The decisions that the Protocol guides businesses toward cover a vast range of potential opportunities, both internal and external to a given business. For instance, Nespresso used the Protocol to explore the costs of externalities associated with coffee production, and Natura applied the Protocol to measure the benefits that their choice of sustainable ingredients had when compared to a business-as-usual scenario. In this way, the Protocol can be used to communicate positive results, as well as to identify opportunities and overcome challenges. The decisions that this information will influence will vary widely from business to business, and rely on a host of context-specific factors, such as size, industry, geography, and organizational goals.
Insights and applications of the Protocol from businesses that have piloted the draft version have been compiled into a report by the Cambridge Institute for Sustainability Leadership (CISL), on behalf of the Natural Capital Coalition.
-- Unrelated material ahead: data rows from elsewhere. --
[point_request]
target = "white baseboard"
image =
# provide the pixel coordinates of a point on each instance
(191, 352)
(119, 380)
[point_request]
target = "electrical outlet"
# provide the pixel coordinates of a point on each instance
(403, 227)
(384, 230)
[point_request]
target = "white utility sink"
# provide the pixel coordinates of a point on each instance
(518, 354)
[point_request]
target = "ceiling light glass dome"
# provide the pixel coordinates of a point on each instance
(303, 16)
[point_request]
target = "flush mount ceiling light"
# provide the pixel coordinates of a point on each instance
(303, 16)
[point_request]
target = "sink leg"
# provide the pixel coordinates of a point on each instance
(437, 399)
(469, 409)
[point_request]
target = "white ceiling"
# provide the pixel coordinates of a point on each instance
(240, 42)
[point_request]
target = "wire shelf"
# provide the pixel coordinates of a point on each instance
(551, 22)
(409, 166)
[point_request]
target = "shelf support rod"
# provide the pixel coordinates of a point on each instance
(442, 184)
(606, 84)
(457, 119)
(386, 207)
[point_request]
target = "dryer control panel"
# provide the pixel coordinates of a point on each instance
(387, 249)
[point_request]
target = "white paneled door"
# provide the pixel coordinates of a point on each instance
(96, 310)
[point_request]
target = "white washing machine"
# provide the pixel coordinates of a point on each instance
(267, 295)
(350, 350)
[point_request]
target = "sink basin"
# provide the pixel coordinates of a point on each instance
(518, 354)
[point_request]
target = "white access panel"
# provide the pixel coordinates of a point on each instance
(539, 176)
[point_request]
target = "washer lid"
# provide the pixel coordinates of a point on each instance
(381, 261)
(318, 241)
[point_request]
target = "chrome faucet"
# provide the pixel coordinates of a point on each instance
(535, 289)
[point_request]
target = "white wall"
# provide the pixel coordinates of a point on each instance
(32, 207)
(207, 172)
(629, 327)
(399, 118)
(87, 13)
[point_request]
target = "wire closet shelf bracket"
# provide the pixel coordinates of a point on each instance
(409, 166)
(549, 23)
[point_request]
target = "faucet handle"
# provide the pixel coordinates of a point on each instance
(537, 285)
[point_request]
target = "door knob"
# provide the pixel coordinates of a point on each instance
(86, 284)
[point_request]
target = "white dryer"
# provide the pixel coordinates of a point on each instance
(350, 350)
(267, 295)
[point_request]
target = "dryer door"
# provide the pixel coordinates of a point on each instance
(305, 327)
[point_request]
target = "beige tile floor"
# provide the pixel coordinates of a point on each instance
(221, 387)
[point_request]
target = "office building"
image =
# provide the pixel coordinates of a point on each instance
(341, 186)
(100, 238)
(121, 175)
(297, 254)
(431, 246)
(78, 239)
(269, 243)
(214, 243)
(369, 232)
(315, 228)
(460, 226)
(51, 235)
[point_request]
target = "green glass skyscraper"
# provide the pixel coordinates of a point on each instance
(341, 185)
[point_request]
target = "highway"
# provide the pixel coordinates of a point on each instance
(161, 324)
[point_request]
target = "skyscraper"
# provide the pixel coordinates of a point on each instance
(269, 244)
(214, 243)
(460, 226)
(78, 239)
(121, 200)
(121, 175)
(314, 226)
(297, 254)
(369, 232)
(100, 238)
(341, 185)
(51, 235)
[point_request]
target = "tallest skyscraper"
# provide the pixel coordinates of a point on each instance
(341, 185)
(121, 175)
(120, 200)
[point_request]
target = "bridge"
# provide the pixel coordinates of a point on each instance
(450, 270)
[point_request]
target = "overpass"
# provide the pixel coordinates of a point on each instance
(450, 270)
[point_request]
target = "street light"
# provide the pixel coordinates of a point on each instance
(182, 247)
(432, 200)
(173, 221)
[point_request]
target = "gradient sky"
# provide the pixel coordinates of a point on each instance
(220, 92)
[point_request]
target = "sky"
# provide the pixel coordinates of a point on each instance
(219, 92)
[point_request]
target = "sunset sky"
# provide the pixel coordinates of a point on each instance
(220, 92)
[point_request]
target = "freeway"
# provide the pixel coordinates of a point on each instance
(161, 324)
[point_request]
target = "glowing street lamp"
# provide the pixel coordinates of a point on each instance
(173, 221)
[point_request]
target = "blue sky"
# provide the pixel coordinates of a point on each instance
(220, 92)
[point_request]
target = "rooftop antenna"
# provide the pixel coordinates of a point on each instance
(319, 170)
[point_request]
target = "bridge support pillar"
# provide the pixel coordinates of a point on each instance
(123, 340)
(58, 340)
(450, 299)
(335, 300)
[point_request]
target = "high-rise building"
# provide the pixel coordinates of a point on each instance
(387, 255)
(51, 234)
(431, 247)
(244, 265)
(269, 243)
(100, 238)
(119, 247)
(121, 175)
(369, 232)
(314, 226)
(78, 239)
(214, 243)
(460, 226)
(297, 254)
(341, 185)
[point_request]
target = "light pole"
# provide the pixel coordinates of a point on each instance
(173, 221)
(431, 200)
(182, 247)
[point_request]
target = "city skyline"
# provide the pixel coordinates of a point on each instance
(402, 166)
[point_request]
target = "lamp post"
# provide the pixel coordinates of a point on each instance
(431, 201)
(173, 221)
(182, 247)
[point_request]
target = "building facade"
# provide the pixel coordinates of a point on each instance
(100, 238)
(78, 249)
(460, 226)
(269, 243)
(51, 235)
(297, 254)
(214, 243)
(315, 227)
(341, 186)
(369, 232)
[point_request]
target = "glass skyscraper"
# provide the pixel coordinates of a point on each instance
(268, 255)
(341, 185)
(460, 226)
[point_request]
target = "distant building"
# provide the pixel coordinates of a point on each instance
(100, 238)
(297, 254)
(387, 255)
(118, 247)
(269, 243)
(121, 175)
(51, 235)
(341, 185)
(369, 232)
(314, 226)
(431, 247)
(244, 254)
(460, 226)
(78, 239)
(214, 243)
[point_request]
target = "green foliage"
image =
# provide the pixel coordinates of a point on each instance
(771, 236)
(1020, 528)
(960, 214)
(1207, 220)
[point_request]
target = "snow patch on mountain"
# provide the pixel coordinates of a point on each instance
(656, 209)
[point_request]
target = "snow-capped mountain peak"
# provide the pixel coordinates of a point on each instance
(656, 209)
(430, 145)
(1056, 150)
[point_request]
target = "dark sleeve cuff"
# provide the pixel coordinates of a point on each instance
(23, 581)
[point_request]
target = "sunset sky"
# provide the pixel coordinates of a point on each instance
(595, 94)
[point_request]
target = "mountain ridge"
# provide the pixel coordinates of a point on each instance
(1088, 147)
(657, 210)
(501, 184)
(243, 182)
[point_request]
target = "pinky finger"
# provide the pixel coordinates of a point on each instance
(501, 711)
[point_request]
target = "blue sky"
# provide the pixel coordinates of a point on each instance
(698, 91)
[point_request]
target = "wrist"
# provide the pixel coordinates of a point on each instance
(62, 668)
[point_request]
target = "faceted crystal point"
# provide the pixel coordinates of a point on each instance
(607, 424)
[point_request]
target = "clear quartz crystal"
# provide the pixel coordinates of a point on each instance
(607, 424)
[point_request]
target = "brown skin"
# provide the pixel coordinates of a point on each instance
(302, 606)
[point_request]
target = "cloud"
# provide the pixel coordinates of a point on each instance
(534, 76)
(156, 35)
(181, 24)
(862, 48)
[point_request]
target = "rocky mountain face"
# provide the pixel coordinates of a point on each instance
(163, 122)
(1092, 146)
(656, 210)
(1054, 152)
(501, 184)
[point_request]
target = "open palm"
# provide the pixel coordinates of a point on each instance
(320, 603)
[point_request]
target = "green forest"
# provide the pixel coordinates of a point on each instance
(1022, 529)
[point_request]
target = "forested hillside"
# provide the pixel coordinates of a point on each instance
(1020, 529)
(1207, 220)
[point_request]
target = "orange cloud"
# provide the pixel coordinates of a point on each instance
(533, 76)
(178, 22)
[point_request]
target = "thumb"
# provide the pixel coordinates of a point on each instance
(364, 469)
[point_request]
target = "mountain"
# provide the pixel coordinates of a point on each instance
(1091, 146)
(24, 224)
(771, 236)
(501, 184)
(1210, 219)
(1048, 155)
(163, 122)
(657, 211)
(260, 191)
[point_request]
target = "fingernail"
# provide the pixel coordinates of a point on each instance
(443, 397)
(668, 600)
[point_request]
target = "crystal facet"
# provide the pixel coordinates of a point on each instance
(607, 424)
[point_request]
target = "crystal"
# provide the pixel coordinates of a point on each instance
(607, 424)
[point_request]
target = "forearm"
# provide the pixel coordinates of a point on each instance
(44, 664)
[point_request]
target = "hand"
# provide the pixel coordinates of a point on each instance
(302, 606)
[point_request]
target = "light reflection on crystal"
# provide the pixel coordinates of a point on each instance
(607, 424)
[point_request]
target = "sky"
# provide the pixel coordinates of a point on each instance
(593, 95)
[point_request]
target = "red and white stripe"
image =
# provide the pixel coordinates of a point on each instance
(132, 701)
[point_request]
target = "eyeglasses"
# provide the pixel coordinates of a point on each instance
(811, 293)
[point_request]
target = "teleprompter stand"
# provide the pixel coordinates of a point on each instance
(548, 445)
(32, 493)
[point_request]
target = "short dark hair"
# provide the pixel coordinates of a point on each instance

While these insights point to promising conclusions, the true success of the Protocol will be determined by the number of businesses that adopt it, and share the benefits and challenges that it has highlighted in their organizations. Initial signs are encouraging—the Protocol has been downloaded more than 2,800 times by a hugely diverse range of organizations since its launch in July.
The Protocol provides businesses with a one-stop shop to natural capital approaches by harmonizing the numerous valuation, assessment, and modelling tools that are already available on the market. It then guides organizations toward the tools that they need in order to generate trusted, credible, and actionable information around their relationships with the natural world.
Although the Protocol simplifies this complex and often bewildering market, businesses that have little experience in carrying out these types of projects may require additional assistance in applying the Protocol, setting the right goals, or communicating potential benefits within their organizations. With this in mind, the Coalition has launched a Protocol Application Program, which will be delivered by the CISL. The aim of the Program is to build an effective, cooperative group of businesses that use the Protocol, and provide feedback and guidance on content, application, and best practice.
The Coalition will additionally be directing businesses that wish to apply the Protocol toward trainers and technical advisors who are part of the Coalition, and well placed to provide support, with many contributing to the Protocol’s development process.
As part of this drive, the Coalition has also partnered with the World Business Council on Sustainable Development to develop a Natural Capital Protocol Toolkit. The Toolkit will grow as an interactive database of relevant methodologies, tools, and approaches that can help a user to carry out a natural capital assessment, mapped against the Protocol framework. The project will build on existing efforts, such as those by Eco4Biz, Taking Stock, and BSR’s Making the Invisible Visible.
The Protocol marks a significant step toward including natural capital in global businesses’ decision making, and we’re excited to see how the space develops in the coming months and years, and thrilled to be in the middle of such an exciting movement.